Detect the serum or primary antibodies with
HRP-labeled secondary antibody. If serum
antibodies have bound to the antigen, the secondary antibodies will bind
tightly to the serum antibodies.
5.
Add enzyme substrate to the wells, wait 5
minutes and then evaluated the assay results.
If the primary antibody was present in your serum sample, the wells will
turn blue. This is a positive diagnosis. If the wells remain colorless, the primary
antibody was not present in your serum sample, and the diagnosis is negative.
Our sample had a negative diagnosis, indicating that the
primary antibody was not present in it.
Bacterial concoction
At the end of lab today, Dr. Pathakamuri took bacteria from
every person in micro lab and mixed them up in a beaker of water. He brought
out a UV radiation device that blasts bacteria with UV rays and kills them
after a certain amount of time. To show this, he took samples of before and
after radiation and spread them onto plates and incubated them. We will see
next time if the radiation really worked!
Yummy yogurt
Dr. Pathakamuri took regular milk, boiled it, and placed a
small amount of yogurt in it and incubated it. This was to demonstrate how a
live culture (in the yogurt) would colonize the milk and produce more yogurt.
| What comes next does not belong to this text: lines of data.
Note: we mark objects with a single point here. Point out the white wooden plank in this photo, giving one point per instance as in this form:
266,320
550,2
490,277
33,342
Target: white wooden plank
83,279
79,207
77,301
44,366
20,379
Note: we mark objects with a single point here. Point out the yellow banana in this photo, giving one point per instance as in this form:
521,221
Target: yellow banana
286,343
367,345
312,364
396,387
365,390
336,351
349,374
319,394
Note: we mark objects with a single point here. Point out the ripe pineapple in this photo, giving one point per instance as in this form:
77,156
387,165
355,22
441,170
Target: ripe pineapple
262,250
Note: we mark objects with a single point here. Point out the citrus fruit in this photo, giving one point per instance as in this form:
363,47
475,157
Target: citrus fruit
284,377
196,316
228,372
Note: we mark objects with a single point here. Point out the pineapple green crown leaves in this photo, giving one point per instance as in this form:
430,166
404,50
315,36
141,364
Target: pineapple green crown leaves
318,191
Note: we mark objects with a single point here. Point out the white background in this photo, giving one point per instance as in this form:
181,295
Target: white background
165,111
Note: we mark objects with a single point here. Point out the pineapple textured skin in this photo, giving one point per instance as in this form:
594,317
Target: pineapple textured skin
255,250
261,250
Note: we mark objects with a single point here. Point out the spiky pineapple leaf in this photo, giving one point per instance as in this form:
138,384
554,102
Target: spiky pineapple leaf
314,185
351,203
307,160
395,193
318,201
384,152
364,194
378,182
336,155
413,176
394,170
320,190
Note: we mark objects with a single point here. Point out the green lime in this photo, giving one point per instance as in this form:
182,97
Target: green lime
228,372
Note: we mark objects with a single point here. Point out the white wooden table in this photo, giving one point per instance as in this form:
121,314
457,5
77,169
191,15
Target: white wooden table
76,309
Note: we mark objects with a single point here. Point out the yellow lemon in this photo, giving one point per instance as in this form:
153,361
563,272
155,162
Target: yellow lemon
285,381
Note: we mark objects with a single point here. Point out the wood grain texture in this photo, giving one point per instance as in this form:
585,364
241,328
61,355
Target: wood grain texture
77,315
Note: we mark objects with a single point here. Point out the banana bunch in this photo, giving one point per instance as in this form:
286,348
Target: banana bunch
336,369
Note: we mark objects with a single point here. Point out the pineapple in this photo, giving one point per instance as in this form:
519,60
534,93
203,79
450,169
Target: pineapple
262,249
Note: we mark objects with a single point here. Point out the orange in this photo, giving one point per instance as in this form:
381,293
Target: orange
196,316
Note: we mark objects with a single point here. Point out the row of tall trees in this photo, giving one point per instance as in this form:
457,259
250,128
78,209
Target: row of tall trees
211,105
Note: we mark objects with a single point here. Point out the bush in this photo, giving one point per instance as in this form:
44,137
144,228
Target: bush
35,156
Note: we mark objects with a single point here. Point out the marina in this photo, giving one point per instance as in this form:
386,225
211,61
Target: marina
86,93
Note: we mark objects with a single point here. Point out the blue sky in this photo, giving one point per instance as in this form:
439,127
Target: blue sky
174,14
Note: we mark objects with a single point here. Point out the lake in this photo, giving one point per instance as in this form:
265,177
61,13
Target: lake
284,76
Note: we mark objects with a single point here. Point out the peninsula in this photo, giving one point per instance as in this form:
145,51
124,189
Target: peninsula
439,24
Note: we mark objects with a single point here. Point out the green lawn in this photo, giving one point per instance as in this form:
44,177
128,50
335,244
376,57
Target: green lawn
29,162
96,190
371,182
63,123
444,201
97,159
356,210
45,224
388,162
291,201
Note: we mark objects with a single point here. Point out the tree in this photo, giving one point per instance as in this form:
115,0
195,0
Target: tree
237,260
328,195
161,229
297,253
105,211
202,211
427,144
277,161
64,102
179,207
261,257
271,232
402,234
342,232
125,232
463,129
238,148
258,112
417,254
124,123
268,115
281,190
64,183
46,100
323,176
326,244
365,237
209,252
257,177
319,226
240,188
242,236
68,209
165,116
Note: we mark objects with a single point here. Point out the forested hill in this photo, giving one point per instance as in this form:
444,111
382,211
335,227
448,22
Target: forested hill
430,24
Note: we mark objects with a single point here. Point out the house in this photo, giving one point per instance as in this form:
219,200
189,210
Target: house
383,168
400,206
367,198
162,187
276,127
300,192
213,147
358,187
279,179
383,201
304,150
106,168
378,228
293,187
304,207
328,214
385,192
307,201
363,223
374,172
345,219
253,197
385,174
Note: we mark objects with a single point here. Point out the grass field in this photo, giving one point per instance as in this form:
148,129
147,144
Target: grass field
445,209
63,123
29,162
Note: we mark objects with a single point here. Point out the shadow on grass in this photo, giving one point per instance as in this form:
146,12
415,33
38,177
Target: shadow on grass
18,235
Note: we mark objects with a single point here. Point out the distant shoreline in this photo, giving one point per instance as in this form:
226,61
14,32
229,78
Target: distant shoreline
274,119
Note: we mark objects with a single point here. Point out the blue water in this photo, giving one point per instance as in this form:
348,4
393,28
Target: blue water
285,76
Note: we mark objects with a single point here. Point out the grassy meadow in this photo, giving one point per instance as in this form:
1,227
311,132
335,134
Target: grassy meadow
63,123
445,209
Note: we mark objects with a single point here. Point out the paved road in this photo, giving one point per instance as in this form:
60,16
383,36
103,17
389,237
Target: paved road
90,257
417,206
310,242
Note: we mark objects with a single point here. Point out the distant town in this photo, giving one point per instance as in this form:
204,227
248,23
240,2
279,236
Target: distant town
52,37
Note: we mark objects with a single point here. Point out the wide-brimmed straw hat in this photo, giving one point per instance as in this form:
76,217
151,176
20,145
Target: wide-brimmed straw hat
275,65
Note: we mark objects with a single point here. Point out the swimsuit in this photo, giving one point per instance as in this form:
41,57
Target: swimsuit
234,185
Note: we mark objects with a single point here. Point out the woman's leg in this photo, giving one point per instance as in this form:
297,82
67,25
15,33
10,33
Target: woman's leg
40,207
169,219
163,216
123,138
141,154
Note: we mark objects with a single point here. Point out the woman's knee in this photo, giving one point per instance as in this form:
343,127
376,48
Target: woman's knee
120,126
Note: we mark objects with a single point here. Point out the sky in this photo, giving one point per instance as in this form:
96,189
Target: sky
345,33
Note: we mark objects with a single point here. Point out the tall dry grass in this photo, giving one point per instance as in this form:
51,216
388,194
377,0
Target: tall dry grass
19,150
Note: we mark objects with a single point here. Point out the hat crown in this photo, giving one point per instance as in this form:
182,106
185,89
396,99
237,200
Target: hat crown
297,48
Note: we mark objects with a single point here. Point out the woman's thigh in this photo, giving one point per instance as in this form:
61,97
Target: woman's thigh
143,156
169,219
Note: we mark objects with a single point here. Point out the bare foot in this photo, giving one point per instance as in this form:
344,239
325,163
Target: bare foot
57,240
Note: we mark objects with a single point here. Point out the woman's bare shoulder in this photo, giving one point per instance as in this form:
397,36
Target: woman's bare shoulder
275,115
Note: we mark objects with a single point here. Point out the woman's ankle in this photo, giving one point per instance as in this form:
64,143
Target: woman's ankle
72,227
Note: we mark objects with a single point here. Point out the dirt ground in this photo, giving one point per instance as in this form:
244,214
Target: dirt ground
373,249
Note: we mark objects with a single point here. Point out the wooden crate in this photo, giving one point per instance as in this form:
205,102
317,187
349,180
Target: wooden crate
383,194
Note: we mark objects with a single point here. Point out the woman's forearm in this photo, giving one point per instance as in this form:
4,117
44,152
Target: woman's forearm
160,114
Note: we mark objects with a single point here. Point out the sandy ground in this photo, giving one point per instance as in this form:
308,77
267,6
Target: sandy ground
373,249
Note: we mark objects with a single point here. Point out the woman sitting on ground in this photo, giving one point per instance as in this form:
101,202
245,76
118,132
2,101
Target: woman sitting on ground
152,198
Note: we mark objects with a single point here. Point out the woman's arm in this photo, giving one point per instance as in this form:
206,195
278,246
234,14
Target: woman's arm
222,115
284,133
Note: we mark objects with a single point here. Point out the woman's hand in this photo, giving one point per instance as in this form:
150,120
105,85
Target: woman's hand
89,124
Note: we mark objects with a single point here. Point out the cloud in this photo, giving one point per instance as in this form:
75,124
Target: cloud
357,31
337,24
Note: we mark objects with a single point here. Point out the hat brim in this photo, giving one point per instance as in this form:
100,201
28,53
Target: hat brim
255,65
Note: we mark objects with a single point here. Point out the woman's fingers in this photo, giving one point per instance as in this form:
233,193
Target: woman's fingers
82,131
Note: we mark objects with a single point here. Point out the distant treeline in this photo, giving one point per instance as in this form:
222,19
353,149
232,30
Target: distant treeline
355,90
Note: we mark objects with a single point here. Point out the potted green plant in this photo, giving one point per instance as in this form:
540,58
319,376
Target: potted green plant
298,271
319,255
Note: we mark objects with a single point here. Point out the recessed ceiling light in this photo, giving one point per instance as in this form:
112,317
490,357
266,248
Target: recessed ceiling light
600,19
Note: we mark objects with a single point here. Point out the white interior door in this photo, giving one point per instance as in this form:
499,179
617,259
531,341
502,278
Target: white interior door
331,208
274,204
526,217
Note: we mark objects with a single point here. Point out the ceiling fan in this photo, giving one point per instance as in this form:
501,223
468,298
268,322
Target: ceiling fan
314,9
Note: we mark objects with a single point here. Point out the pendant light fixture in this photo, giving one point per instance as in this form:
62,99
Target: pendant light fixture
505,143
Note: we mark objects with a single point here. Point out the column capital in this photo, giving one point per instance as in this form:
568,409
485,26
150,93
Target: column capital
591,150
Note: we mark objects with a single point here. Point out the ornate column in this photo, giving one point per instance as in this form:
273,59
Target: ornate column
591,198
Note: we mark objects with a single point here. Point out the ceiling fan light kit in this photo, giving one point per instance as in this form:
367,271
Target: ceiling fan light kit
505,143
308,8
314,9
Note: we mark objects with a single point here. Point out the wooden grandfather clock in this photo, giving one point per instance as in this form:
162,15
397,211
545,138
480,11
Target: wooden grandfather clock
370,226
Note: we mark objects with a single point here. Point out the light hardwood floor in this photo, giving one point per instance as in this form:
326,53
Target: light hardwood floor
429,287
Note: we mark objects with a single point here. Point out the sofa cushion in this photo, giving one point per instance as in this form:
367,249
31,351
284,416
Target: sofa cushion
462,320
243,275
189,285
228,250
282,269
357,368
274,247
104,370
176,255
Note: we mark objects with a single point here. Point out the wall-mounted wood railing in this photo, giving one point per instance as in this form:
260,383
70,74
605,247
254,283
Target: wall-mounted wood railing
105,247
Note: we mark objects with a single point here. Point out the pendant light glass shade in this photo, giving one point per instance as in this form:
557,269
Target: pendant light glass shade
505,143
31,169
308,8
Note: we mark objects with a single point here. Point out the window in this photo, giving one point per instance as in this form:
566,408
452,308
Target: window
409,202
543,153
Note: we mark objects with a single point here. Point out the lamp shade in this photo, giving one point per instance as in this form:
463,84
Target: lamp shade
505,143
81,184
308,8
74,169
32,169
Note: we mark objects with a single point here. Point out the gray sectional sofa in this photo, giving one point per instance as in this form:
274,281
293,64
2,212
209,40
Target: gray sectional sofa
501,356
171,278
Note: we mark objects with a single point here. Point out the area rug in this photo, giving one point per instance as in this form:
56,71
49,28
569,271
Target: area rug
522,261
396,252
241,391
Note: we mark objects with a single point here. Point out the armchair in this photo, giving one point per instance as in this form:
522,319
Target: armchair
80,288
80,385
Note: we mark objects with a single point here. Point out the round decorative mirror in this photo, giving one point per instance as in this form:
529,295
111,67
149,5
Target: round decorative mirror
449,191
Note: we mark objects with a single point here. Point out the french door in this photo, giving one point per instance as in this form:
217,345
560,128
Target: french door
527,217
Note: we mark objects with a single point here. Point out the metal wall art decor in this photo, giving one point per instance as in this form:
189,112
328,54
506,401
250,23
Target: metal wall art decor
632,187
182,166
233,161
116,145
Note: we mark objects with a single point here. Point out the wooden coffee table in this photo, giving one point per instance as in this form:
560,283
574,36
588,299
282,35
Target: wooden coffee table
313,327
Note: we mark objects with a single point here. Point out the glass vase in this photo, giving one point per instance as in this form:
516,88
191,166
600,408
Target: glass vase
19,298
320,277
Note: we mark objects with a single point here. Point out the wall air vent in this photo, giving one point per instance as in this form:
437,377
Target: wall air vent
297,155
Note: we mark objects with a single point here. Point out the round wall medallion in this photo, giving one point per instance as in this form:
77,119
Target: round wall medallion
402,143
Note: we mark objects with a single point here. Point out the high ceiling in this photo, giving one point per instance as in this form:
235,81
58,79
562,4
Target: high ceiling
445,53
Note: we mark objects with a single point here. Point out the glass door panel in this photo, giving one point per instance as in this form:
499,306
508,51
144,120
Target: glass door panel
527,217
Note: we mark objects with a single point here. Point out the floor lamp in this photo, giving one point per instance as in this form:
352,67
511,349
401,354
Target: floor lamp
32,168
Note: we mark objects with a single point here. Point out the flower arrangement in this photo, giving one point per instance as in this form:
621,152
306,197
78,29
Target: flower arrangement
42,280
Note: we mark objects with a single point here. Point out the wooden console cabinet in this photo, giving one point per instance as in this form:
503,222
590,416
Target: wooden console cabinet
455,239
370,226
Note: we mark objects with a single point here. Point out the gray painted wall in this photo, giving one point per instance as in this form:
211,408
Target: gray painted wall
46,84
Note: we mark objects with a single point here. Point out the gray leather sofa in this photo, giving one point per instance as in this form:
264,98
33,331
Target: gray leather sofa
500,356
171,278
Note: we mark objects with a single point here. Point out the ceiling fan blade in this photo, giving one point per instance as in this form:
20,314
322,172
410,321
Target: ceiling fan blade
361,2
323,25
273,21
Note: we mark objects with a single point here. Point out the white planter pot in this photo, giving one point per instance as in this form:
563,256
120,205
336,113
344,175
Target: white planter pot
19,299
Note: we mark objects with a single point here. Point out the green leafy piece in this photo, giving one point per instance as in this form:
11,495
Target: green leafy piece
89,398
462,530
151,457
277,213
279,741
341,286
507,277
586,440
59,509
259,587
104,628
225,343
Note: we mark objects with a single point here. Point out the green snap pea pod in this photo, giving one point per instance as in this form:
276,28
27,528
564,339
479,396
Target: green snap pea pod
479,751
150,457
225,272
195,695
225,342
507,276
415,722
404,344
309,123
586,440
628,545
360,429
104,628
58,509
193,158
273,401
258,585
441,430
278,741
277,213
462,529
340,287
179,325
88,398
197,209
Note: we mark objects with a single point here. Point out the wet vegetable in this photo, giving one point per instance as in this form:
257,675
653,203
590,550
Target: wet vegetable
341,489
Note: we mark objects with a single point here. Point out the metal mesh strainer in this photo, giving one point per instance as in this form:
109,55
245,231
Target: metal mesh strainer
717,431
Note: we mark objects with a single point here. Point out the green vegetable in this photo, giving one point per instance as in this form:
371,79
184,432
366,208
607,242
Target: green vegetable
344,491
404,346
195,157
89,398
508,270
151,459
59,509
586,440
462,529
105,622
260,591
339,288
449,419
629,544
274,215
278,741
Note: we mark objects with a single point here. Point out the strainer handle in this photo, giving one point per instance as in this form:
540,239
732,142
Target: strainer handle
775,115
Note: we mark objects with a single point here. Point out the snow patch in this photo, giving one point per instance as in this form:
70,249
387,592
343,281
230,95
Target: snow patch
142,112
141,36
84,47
Also, we had to examine samples and measure the zone of inhibition in the Kirby-Bauer test.
·
Penicillin: not sensitive
·
Neomycin: 20mm
·
Tetracycline: not sensitive
·
Erythromycin: sensitive, intermediate
·
Chloramphenicol: sensitive, intermediate
Staph aureus does not use mannitol.
Ours grew in the mannitol and no color change.
Nose swab: right now all negative. Maybe positive for
Elizabeth
On blood agar unknown bacteria: no hemolysis, therefore no
staph
Blood agar throat: not strep
Eosin Methylene Blue (EMB) Agar – to isolate and differentiate
gram-negative enteric bacilli. The EMB
agar plate contains eosin and methylene dyes and sugars lactose and
sucrose. The dyes will inhibit growth of
many gram-positive, which makes this a selective medium. EMB is also a differential medium that will
distinguish between the bacteria that ferment lactose and/or sugar. If bacteria ferment lactose and/or sucrose
then they will produce acid. The lower
pH will cause the dyes to precipitate on the colonies. If there is a significant amount of acid produced
then the bacteria will be a dark bluish color with a green-metallic sheen. Low acid production results in pink colored
colonies. No fermentation will result in
colorless colonies on the agar surface.
To prepare the petri dish we inoculated an EMB agar with our
bacteria and let it grow overnight in the incubator at 24 degrees Celsius.